There will no doubt be plenty of self-described climate hawks who object to increased investment in clean coal technology but as the IEA has made abundantly clear, meeting global emissions targets – with global being the key word – requires great leaps forward in fossil fuel technology, namely technology that works with the world’s coal fleets.
The Coal Council report finds that federal investment in well-established renewable energy technologies has far outweighed the investment in much-needed but still developing low-emissions fossil fuel technologies. The same is almost universally true at the state level where advanced coal technologies and carbon capture, utilization and storage (CCUS) are often excluded from clean energy standards. These decisions are shaping up to be colossal mistakes.
The Coal Council report rightfully raises the alarm of over continuing coal plant retirements and the shrinking window to upgrade the existing coal fleet and deploy essential technologies to capture, sequester and even utilize emissions. Failing to do so would not only jeopardize the fuel diversity and security of the nation’s electricity mix but it would squander an opportunity to utilize existing, valuable infrastructure and support an industry irreplaceable in countless communities throughout the country.
Along with the critical task of developing a new generation of near-zero emissions coal plant – as the Department of Energy is doing with its CoalFIRST program – retrofitting and improving existing facilities needs equal focus. Beyond the pressing domestic energy affordability and security considerations, reducing emissions both at home and abroad will require working with existing fleets.

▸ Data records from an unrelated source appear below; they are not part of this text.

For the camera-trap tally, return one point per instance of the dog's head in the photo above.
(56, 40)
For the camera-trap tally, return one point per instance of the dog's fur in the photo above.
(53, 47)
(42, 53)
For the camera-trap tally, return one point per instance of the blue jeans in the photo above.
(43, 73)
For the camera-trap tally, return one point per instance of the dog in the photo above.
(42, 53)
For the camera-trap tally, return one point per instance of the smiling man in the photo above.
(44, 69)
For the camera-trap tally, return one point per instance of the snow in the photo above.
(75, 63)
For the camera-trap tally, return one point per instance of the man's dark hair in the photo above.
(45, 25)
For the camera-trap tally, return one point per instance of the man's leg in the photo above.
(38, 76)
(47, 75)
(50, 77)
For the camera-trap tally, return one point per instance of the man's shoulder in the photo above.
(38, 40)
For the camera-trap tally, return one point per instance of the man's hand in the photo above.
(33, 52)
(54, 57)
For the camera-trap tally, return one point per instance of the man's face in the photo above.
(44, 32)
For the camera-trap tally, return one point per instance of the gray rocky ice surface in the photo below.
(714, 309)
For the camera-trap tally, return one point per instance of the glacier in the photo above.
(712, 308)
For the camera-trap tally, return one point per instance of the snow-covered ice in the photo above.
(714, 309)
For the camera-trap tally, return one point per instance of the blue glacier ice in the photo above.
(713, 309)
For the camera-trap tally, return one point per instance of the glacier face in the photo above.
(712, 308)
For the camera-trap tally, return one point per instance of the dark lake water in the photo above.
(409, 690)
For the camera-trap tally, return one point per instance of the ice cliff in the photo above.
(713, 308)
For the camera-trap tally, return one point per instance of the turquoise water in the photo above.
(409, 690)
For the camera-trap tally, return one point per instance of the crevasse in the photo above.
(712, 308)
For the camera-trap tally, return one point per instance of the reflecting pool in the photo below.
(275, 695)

The average U.S. coal plant is more than 40 years old but Asia’s coal plants, which already consume more than 75 percent of the world’s coal, are on average little more than a decade old. Hundreds of new plants are either already under construction or in the pipeline. A globally replicable emissions solution must include developing and deploying technology to reduce emissions from this existing generating capacity.

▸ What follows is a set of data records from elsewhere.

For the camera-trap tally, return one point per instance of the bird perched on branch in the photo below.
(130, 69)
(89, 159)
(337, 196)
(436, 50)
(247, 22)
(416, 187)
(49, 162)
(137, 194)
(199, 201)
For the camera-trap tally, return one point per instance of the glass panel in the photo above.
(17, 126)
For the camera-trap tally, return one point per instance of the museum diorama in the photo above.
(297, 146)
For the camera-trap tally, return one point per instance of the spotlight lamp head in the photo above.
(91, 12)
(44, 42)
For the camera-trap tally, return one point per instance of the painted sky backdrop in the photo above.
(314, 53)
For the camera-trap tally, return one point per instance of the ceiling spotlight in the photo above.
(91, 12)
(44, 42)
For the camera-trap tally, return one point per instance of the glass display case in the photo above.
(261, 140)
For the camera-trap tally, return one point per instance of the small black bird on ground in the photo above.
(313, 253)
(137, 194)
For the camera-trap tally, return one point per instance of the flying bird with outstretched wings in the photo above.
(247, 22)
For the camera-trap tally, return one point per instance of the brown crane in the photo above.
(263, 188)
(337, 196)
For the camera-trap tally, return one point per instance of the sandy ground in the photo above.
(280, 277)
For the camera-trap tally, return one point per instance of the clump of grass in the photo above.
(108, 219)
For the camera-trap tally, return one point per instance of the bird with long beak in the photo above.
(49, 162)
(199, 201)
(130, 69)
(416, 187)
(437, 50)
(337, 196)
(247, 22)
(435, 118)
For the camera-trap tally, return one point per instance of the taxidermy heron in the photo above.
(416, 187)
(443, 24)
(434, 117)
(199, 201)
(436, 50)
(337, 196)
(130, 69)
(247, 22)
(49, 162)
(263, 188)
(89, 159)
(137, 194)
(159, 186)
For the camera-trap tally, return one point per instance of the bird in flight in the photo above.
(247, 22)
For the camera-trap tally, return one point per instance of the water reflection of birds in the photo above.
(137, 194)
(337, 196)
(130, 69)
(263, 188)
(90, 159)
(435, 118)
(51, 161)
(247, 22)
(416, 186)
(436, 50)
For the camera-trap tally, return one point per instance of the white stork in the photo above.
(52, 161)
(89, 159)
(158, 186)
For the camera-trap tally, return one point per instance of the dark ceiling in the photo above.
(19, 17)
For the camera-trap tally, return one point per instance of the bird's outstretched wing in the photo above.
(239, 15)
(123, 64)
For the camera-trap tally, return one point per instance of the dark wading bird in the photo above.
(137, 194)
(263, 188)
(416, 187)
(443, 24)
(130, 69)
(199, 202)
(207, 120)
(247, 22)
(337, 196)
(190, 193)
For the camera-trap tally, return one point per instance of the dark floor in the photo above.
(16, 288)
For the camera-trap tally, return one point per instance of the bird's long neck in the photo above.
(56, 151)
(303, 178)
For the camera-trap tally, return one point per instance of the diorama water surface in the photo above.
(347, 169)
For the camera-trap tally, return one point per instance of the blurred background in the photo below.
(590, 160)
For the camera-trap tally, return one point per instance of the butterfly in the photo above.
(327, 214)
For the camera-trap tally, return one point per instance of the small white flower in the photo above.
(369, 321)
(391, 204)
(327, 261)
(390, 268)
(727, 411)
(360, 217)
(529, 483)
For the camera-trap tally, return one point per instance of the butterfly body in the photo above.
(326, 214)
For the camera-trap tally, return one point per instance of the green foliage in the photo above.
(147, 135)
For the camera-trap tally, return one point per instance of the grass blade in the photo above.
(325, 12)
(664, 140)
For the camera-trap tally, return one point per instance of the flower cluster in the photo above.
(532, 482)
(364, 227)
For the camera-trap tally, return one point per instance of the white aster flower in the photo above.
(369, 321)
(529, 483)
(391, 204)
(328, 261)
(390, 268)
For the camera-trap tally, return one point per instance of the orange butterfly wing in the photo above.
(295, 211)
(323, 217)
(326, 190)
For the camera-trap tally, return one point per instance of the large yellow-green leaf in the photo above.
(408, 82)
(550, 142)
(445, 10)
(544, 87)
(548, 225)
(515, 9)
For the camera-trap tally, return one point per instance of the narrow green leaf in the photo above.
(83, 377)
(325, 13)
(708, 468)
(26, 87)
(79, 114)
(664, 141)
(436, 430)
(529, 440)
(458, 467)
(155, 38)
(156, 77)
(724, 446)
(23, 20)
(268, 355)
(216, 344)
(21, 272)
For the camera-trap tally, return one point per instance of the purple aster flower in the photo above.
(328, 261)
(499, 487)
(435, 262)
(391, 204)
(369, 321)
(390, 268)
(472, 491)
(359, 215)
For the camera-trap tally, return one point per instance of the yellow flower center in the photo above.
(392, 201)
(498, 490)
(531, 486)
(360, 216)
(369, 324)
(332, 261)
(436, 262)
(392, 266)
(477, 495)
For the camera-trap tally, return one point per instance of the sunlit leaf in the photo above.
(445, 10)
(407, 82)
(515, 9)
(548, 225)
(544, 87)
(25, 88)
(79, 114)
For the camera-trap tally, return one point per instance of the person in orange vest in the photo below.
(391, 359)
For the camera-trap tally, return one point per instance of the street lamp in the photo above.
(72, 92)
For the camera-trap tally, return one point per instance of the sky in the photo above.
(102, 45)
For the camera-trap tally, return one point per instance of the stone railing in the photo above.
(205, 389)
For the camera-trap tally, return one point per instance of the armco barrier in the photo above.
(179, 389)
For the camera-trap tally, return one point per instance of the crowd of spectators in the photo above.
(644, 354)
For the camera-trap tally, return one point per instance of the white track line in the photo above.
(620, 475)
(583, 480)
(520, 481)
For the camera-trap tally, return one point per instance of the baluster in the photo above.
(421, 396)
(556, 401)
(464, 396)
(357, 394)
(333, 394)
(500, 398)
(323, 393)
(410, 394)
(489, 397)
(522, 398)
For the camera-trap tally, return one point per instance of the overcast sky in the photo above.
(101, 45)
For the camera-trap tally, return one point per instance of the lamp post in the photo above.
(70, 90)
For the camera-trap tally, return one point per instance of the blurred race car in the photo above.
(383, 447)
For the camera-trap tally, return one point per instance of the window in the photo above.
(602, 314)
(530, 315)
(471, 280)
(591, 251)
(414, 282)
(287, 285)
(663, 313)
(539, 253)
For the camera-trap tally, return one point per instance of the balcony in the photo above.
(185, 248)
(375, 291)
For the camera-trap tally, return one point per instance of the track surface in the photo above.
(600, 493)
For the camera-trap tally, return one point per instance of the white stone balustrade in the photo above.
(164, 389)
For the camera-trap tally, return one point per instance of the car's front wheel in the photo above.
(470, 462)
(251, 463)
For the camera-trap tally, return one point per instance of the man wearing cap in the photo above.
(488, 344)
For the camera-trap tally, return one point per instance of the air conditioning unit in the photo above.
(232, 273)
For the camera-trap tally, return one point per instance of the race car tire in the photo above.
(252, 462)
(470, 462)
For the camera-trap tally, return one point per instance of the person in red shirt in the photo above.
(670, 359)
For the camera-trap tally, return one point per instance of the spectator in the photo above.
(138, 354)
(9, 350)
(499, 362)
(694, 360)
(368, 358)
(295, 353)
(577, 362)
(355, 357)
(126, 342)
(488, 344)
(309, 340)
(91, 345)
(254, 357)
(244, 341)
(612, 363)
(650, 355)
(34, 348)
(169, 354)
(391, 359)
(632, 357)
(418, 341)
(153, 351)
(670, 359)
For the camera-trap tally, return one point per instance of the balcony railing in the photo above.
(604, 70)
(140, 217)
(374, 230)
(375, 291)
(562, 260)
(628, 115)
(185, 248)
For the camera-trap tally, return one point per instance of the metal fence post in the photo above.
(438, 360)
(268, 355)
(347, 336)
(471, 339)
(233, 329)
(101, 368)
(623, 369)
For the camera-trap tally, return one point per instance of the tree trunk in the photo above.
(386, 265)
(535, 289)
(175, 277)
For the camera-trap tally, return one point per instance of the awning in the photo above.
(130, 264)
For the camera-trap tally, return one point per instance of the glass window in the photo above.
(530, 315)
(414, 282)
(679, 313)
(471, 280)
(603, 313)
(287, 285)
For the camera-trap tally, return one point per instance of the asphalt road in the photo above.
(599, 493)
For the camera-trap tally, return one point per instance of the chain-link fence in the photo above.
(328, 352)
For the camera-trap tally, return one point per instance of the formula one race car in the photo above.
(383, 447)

It’s precisely why IEA Director Fatih Birol told the Senate Energy and Natural Resources Committee earlier this year, “If I had to pick one technology as the most critical, if I had a magic touch to make this technology mature and [gain] market share,” it would be carbon capture.
Unfortunately, the IEA’s own analysis finds that innovation and deployment of carbon capture isn’t keeping pace with what’s needed. Of the hundreds of technologies the IEA examined in its status of innovation report, which examined innovation across the energy technology spectrum, it found that most that will be needed to effectively reduce emissions are not yet ready to deploy on a mass scale. Carbon capture technology is singled out as one of four key approaches to decarbonization that’s lagging behind.

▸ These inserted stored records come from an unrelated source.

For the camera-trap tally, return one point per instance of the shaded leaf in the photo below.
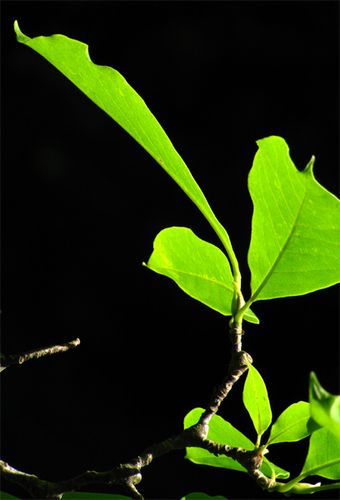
(198, 267)
(223, 432)
(324, 407)
(295, 244)
(256, 401)
(323, 458)
(291, 425)
(109, 90)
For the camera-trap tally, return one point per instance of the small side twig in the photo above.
(129, 475)
(19, 359)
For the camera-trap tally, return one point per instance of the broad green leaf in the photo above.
(223, 432)
(323, 458)
(295, 241)
(109, 90)
(324, 407)
(292, 424)
(256, 401)
(80, 495)
(199, 268)
(202, 496)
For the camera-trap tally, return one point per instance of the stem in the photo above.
(237, 367)
(19, 359)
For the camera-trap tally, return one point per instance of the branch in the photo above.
(129, 475)
(19, 359)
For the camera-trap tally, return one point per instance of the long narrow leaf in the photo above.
(198, 267)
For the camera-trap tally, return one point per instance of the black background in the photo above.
(83, 203)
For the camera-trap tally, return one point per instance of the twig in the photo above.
(129, 474)
(237, 367)
(19, 359)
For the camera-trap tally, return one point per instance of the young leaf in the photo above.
(295, 244)
(223, 432)
(292, 424)
(109, 90)
(324, 407)
(256, 401)
(323, 458)
(199, 268)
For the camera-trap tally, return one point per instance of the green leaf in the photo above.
(202, 496)
(109, 90)
(7, 496)
(292, 424)
(199, 268)
(256, 401)
(323, 458)
(80, 495)
(324, 407)
(295, 244)
(223, 432)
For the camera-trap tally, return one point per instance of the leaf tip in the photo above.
(21, 38)
(310, 165)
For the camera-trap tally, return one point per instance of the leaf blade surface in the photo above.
(325, 407)
(109, 90)
(295, 241)
(222, 431)
(323, 457)
(256, 401)
(199, 268)
(291, 425)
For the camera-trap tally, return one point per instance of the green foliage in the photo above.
(295, 245)
(325, 408)
(256, 401)
(198, 267)
(323, 458)
(294, 250)
(107, 88)
(224, 432)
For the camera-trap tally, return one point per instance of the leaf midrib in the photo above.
(281, 253)
(186, 273)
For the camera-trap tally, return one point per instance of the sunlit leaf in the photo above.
(323, 458)
(295, 243)
(198, 267)
(256, 401)
(223, 432)
(325, 407)
(292, 424)
(109, 90)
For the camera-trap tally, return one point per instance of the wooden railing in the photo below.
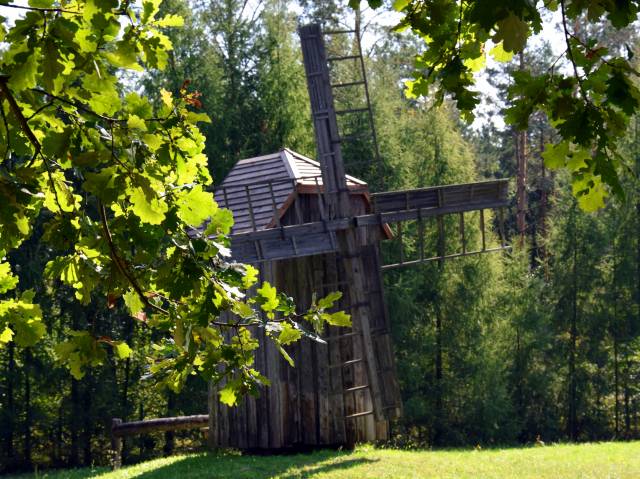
(121, 429)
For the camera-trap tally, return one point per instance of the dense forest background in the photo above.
(492, 349)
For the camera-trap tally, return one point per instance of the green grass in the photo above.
(586, 461)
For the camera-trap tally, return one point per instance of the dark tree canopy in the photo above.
(589, 93)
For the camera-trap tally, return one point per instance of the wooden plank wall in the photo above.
(305, 405)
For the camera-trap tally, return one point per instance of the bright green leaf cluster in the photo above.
(125, 185)
(590, 107)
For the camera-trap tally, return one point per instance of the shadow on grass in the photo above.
(226, 466)
(254, 467)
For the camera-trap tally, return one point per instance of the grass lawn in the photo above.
(602, 460)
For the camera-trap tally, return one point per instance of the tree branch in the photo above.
(122, 267)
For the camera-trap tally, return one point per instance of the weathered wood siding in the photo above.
(305, 405)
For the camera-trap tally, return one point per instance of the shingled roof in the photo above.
(256, 186)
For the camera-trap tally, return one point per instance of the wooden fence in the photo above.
(121, 429)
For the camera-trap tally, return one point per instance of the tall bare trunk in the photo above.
(521, 160)
(573, 416)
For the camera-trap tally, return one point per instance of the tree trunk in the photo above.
(10, 406)
(573, 426)
(169, 436)
(544, 201)
(87, 416)
(521, 160)
(74, 449)
(28, 413)
(439, 412)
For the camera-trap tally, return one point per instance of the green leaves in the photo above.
(590, 107)
(196, 206)
(289, 334)
(80, 351)
(513, 32)
(123, 183)
(146, 205)
(267, 298)
(7, 280)
(21, 320)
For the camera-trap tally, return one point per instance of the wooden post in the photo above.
(116, 444)
(336, 192)
(212, 436)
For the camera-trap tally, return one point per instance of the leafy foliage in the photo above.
(590, 103)
(122, 184)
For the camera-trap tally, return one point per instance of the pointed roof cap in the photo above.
(257, 186)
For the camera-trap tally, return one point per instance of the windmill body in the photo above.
(313, 229)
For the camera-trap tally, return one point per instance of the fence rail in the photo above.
(120, 429)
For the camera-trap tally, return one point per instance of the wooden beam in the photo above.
(119, 429)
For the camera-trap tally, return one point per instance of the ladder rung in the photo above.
(351, 138)
(359, 414)
(351, 110)
(337, 32)
(347, 57)
(356, 388)
(351, 83)
(346, 363)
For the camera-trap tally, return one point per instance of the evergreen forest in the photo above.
(538, 343)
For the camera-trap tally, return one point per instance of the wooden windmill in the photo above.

The National Coal Council report offers some timely recommendations to get coal innovation – including CCUS – on track. The recommendations include greatly expanding the 45Q tax credit, working to lower the cost of CCUS and high efficiency, low emissions technologies, rapidly expanding carbon dioxide pipelines and storage sites, and continuing to foster commercialization of next generation, near-zero emissions coal plants that are market competitive with other low-emission technologies.
The Council also proposed three ambitious but necessary objectives to address coal plant closures and meet emissions reductions goals:
- By 2030, retrofit a critical mass of existing coal power plants with carbon capture and efficiency enhancing technologies.
- By 2035, establish a growing network of CO2 storage sites and pipelines approximately five times larger than what exists today.
- By 2040, develop a range of new market-competitive, near-zero emissions coal plant technologies.
As policymakers consider investments in energy innovation and deployment of advanced technologies as part of the nation’s economic recovery, U.S. leadership in advancing CCUS and other essential coal technologies can’t be an afterthought. Rather, it must a central pillar of U.S. commitment to advancing globally replicable solutions that work with the fuels the world uses and will continue to use well into the future.